Internacional
Como a Alemanha poderá processar Assad por crimes de guerra
Promotores públicos alemães investigam acusações de que o presidente sírio seria responsável pelo uso de armas químicas contra sua própria população. DW teve acesso a documentos relacionados ao processo pioneiro
Os mísseis soaram diferente naquela noite: dessa vez eles não tinham o impacto explosivo que tantas vezes acompanhava as ofensivas às áreas sob controle oposicionista na Síria.
Em 21 de agosto de 2013, mísseis com ogivas carregadas com o gás sarin, uma arma química, foram lançados no leste de Ghouta, nas cercanias de Damasco. O tempo fresco permitiu que o gás dos nervos penetrasse nos níveis inferiores dos edifícios, à medida que ia se alastrando pelo reduto rebelde.
“Era como um Juízo Final, como se as pessoas fossem formigas dizimadas com inseticida”, conta Eman F., enfermeira formada e mãe de três filhos. “Muitos morreram na estrada, os carros cheios de gente iam parando”, aparentemente na tentativa de fugir.
O agente químico de combate sarin havia realizado seu trabalho letal. Sua presença inodora só se fez sentir depois que já começara a paralisar o sistema respiratório. Na maioria dos casos, a morte chegou por asfixia. Os sobreviventes culparam o regime sírio de Bashar al-Assad pelo ataque.

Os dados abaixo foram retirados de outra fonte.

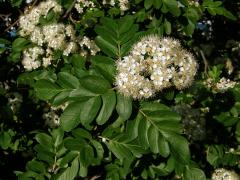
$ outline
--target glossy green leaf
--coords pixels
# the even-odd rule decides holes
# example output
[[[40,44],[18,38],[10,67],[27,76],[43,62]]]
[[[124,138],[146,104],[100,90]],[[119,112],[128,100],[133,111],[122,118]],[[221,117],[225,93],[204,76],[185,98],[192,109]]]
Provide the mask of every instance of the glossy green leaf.
[[[80,85],[79,80],[68,72],[58,73],[57,83],[65,89],[77,89]]]
[[[127,120],[132,114],[132,99],[131,97],[126,97],[122,94],[117,93],[117,105],[116,110],[118,115]]]
[[[38,161],[35,161],[35,160],[29,161],[27,163],[26,167],[27,167],[28,170],[31,170],[31,171],[34,171],[34,172],[37,172],[37,173],[44,173],[45,172],[44,163],[38,162]]]
[[[35,139],[37,140],[37,142],[39,144],[41,144],[42,146],[46,146],[49,149],[51,149],[53,147],[53,140],[52,137],[45,134],[45,133],[38,133],[35,136]]]
[[[58,93],[62,92],[62,89],[53,82],[45,79],[41,79],[34,85],[37,97],[42,100],[50,100]]]
[[[15,52],[20,52],[23,49],[29,47],[29,41],[25,38],[17,38],[12,43],[12,49]]]
[[[116,105],[116,94],[114,91],[109,91],[101,96],[102,108],[96,119],[99,125],[103,125],[112,115]]]
[[[176,0],[163,0],[163,4],[174,16],[180,16],[181,11],[178,7],[178,2]]]
[[[73,102],[67,106],[60,117],[60,125],[64,131],[71,131],[80,123],[83,106],[84,102]]]
[[[183,174],[184,180],[205,180],[206,176],[204,172],[201,169],[194,168],[194,167],[187,167],[184,174]]]
[[[84,102],[80,114],[81,123],[83,125],[89,125],[94,120],[99,109],[101,108],[101,104],[102,101],[100,96],[93,97]]]
[[[81,78],[80,83],[85,89],[96,94],[104,94],[111,88],[106,79],[94,75]]]
[[[113,59],[105,56],[94,56],[92,64],[109,82],[113,83],[116,74],[115,62]]]
[[[70,167],[68,167],[58,178],[57,180],[74,180],[77,176],[79,170],[79,160],[78,157],[75,158]]]
[[[97,36],[95,42],[105,54],[110,57],[116,57],[118,49],[113,44],[103,39],[101,36]]]

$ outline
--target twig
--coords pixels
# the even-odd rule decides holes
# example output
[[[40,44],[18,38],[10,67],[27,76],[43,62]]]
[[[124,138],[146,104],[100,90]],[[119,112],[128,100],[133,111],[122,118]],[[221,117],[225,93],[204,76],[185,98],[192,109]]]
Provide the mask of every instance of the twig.
[[[200,50],[200,54],[201,54],[201,57],[203,59],[203,63],[204,63],[204,73],[207,74],[207,71],[208,71],[208,62],[207,62],[207,59],[203,53],[202,50]]]
[[[68,10],[65,12],[65,14],[63,15],[63,19],[66,18],[68,16],[68,14],[71,12],[72,8],[74,7],[74,4],[77,2],[77,0],[74,0],[73,3],[71,4],[71,6],[68,8]]]
[[[70,14],[70,16],[69,16],[69,19],[70,19],[70,21],[71,21],[73,24],[80,23],[80,21],[76,21],[75,19],[73,19],[73,17],[72,17],[71,14]]]

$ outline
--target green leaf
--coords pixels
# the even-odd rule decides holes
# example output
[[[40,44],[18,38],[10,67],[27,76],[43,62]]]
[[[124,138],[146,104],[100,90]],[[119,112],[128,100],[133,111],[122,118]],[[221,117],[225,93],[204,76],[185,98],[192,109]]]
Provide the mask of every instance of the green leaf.
[[[58,147],[63,141],[64,131],[61,128],[53,129],[51,135],[54,147]]]
[[[110,57],[116,57],[118,49],[109,41],[103,39],[101,36],[97,36],[95,42],[100,49]]]
[[[92,65],[100,71],[104,78],[113,83],[116,74],[116,67],[113,59],[97,55],[92,58]]]
[[[45,172],[45,166],[42,162],[38,162],[35,160],[29,161],[27,163],[27,170],[31,170],[37,173],[44,173]]]
[[[212,145],[207,148],[207,161],[214,167],[218,166],[220,158],[224,156],[222,146]]]
[[[14,52],[21,52],[29,46],[29,43],[30,42],[24,38],[17,38],[12,43],[12,49]]]
[[[96,156],[97,156],[94,159],[94,164],[99,165],[99,164],[101,164],[101,161],[103,159],[104,149],[103,149],[101,143],[99,143],[98,141],[92,140],[91,144],[95,148],[95,152],[96,152]]]
[[[233,117],[228,112],[221,112],[219,115],[214,116],[214,119],[227,127],[233,126],[239,121],[239,117]]]
[[[153,5],[153,0],[144,0],[145,9],[149,9]]]
[[[199,20],[199,15],[195,8],[188,8],[183,16],[185,16],[192,23],[196,23]]]
[[[59,164],[60,167],[66,167],[66,165],[73,161],[77,156],[79,155],[78,151],[70,151],[66,155],[64,155],[63,158],[58,159],[57,163]]]
[[[184,180],[205,180],[206,176],[204,172],[201,169],[190,167],[186,168],[184,174],[183,174]]]
[[[162,1],[153,0],[153,6],[154,6],[156,9],[160,9],[161,6],[162,6]]]
[[[233,20],[233,21],[236,21],[236,20],[237,20],[236,16],[234,16],[230,11],[228,11],[228,10],[225,9],[225,8],[224,8],[224,10],[223,10],[223,15],[224,15],[225,17],[227,17],[228,19],[231,19],[231,20]]]
[[[101,107],[101,104],[102,101],[100,96],[93,97],[84,102],[80,114],[81,123],[83,125],[89,125],[94,120]]]
[[[2,149],[7,149],[11,144],[11,136],[8,132],[1,132],[0,134],[0,146]]]
[[[41,144],[42,146],[46,146],[49,149],[53,148],[53,140],[52,137],[45,134],[45,133],[39,133],[35,136],[35,139],[37,140],[37,142],[39,144]]]
[[[170,154],[170,147],[167,140],[161,134],[159,134],[158,142],[159,142],[158,144],[159,154],[165,158],[168,157]]]
[[[9,40],[7,40],[7,39],[0,38],[0,44],[3,44],[3,45],[7,44],[7,45],[10,45],[11,42],[10,42]]]
[[[88,167],[94,160],[93,148],[90,145],[86,145],[80,151],[80,163],[81,166]]]
[[[65,103],[69,97],[70,92],[71,91],[60,92],[53,98],[51,104],[53,106],[60,106],[61,104]]]
[[[173,157],[182,164],[188,164],[190,161],[190,150],[188,141],[175,133],[164,133],[163,136],[170,144],[170,150]]]
[[[88,140],[92,139],[92,135],[85,129],[77,128],[72,131],[72,134],[76,138],[86,138]]]
[[[158,129],[154,126],[150,126],[148,129],[148,141],[149,141],[149,146],[150,149],[153,153],[158,153],[159,149],[158,149],[158,144],[159,144],[159,140],[158,140]]]
[[[68,72],[58,73],[57,83],[65,89],[77,89],[80,85],[79,80]]]
[[[78,89],[71,91],[69,94],[69,98],[75,101],[86,101],[95,96],[98,96],[98,94],[93,93],[83,87],[79,87]]]
[[[184,32],[187,35],[192,35],[195,30],[195,24],[192,23],[192,21],[188,21],[188,25],[184,27]]]
[[[125,32],[128,32],[131,27],[133,26],[133,23],[134,23],[134,19],[132,16],[124,16],[122,18],[119,19],[119,33],[120,34],[123,34]]]
[[[23,0],[11,0],[11,4],[14,7],[19,7],[22,4]]]
[[[131,97],[126,97],[122,94],[117,93],[117,105],[116,110],[118,115],[127,120],[132,114],[132,99]]]
[[[78,153],[87,145],[87,141],[81,138],[68,137],[64,139],[64,147],[71,151],[78,151]]]
[[[103,125],[112,115],[113,110],[116,105],[116,94],[114,91],[109,91],[101,96],[102,98],[102,108],[96,119],[98,125]]]
[[[151,124],[149,121],[145,119],[141,119],[139,122],[138,128],[138,139],[142,147],[147,149],[149,147],[149,138],[148,138],[148,129],[150,128]]]
[[[165,21],[164,21],[164,29],[165,29],[165,32],[167,35],[171,34],[172,26],[171,26],[171,23],[167,19],[165,19]]]
[[[49,80],[41,79],[34,85],[37,97],[42,100],[50,100],[58,93],[62,92],[62,89]]]
[[[75,177],[77,176],[79,170],[79,160],[78,157],[76,157],[72,164],[71,167],[68,167],[60,176],[57,178],[57,180],[74,180]]]
[[[84,102],[73,102],[67,106],[60,117],[60,125],[64,131],[71,131],[80,123],[81,109]]]
[[[96,94],[104,94],[111,88],[107,80],[94,75],[84,76],[80,83],[85,89]]]
[[[178,7],[178,2],[176,0],[163,0],[163,4],[174,16],[180,16],[181,11]]]

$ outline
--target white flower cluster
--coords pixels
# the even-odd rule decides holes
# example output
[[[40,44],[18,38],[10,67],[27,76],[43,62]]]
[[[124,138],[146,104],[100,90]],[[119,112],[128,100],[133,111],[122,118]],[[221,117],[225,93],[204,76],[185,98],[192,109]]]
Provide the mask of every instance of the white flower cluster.
[[[91,0],[77,0],[76,4],[74,5],[76,8],[77,12],[79,14],[84,13],[84,8],[94,8],[95,4]]]
[[[226,92],[228,89],[234,88],[236,84],[237,82],[231,81],[225,77],[222,77],[217,83],[215,83],[211,78],[208,78],[204,82],[204,85],[208,88],[212,88],[216,92]]]
[[[177,40],[151,35],[143,37],[128,56],[118,60],[115,84],[125,96],[149,98],[171,86],[180,90],[188,87],[197,66]]]
[[[87,36],[84,36],[80,41],[79,45],[82,49],[87,48],[90,50],[91,55],[96,55],[97,52],[100,51],[99,47],[95,44],[93,40],[90,40]],[[82,55],[84,56],[86,51],[82,51]]]
[[[111,6],[115,6],[115,0],[103,0],[103,5],[110,4]]]
[[[212,174],[212,180],[239,180],[239,176],[234,171],[226,169],[216,169]]]
[[[29,37],[36,44],[36,47],[28,48],[23,52],[22,64],[26,70],[31,71],[40,66],[51,65],[56,50],[63,51],[65,56],[78,50],[80,54],[86,54],[80,49],[84,45],[90,49],[93,55],[99,51],[99,48],[90,39],[84,37],[82,41],[76,37],[76,32],[71,25],[52,23],[40,26],[40,17],[46,17],[50,10],[61,13],[62,7],[55,0],[47,0],[20,18],[20,35]],[[85,52],[85,50],[83,51]]]
[[[53,10],[55,13],[60,13],[62,11],[62,7],[55,0],[47,0],[32,8],[30,12],[26,11],[24,15],[20,17],[20,35],[30,35],[39,23],[40,17],[46,17],[50,10]]]
[[[118,4],[118,7],[122,12],[129,9],[128,0],[102,0],[102,5],[115,6],[116,4]],[[77,0],[74,7],[79,14],[83,14],[86,9],[92,10],[93,8],[95,8],[96,4],[94,4],[94,2],[92,2],[91,0]]]

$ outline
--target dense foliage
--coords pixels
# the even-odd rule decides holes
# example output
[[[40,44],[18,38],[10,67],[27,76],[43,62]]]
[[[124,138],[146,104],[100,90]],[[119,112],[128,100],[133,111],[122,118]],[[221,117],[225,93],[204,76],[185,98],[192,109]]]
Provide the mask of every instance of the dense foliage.
[[[239,2],[0,13],[0,179],[239,179]]]

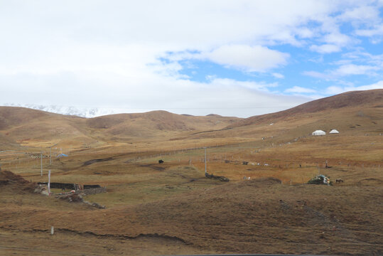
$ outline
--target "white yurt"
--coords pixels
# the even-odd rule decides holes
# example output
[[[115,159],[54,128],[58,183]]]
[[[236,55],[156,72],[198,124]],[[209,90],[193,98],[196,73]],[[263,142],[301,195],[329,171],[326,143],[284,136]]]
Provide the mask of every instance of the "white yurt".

No início do outubro seguinte, um consórcio formado por três ONGs apresentou à Procuradoria Federal da Alemanha queixa-crime contra desconhecidos pelos aparentes ataques com gás sarin em Ghouta, em 2013, e Khan Shaykhoun, 2017. Sua motivação era clara – e estratégica.
Identificando a cadeia de comando
Em 2002, a Alemanha decretou o princípio da jurisdição universal para crimes internacionais, como os de guerra e genocídio. Desse modo, o país estendia sua jurisdição sobre os “os crimes mais graves, afetando a comunidade internacional como um todo”, mesmo que não fossem cometidos em seu território ou contra seus cidadãos.
Por isso Open Society Justice Initiative, o Arquivo Sírio e o Centro Sírio de Mídia e Liberdade de Expressão levaram sua queixa ao órgão jurídico sediado na cidade alemã de Karlsruhe, onde uma unidade para crimes de guerra lançara em 2011 uma investigação estrutural das atrocidades cometidas na Síria.
A unidade confirmou à DW ter recebido da Procuradoria Federal o requerimento criminal e está investigando as provas apresentadas. Uma característica-chave da queixa é a diversidade do quadro de testemunhas, incluindo militares de alta patente e cientistas do Centro de Estudos Científicos e Pesquisas da Síria (SSRC, na sigla em inglês), responsável por desenvolver o programa de armas químicas do país.
As evidências sugerem que o irmão mais novo do presidente, Maher Assad, considerado por muitos a segunda figura mais importante do país, teria sido o comandante militar que ordenou diretamente o uso de sarin nos bombardeios de agosto de 2013.
No entanto, depoimentos anexados à queixa indicam que operações com armas estratégicas, como o gás dos nervos, só poderiam ser executadas com a aprovação de Bashar al Assad. Steve Kostas, perito legal da equipe de litígio da Open Society Justice Initiative, confirma: “Temos evidências de que [o presidente sírio] esteve envolvido na tomada de decisão [para os ataques com sarin].”
Documentos disponibilizados exclusivamente à DW e à revista Der Spiegel mostram que Maher teria então transmitido a ordem oficial em nível operacional. A partir daí, um grupo de elite do SSRC apelidado Branch 450, “significativamente envolvido no planejamento e execução de ataques com sarin”, teria carregado as ogivas com agentes químicos, e a 155ª Brigada de Mísseis teria lançado os projéteis terra-terra sob supervisão direta do irmão do presidente.
Culpabilidade nos mais altos escalões
Até o momento, os testemunhos descrevendo a cadeia de comando são considerados a prova mais forte de que se dispõe ligando Assad ao emprego de armamento químico na Síria. Mas isso bastará para os promotores alemães abrirem um processo? Segundo especialistas em direito internacional, não são necessárias provas irrefutáveis para um indiciamento desse calibre.
Como crimes de guerra costumam ser cometidos dentro de um sistema de Forças Armadas, o direito internacional reconhece serem as hierarquias de comando a possibilitar tais violações, explica Robert Heinsch, diretor do Fórum de Direito Humanitário Internacional Kalshoven-Gieskes, em Leiden.
“Quem deu ordens a soldados normais, ou a quem quer que esteja encarregado de lançar os ataques, pode ser indiciado pelo ato de ordenar, ou mesmo se não o fez pessoalmente, mas estava ou deveria estar ciente desses ataques. Por causa de sua função como comandante militar, ele pode ser culpabilizado.”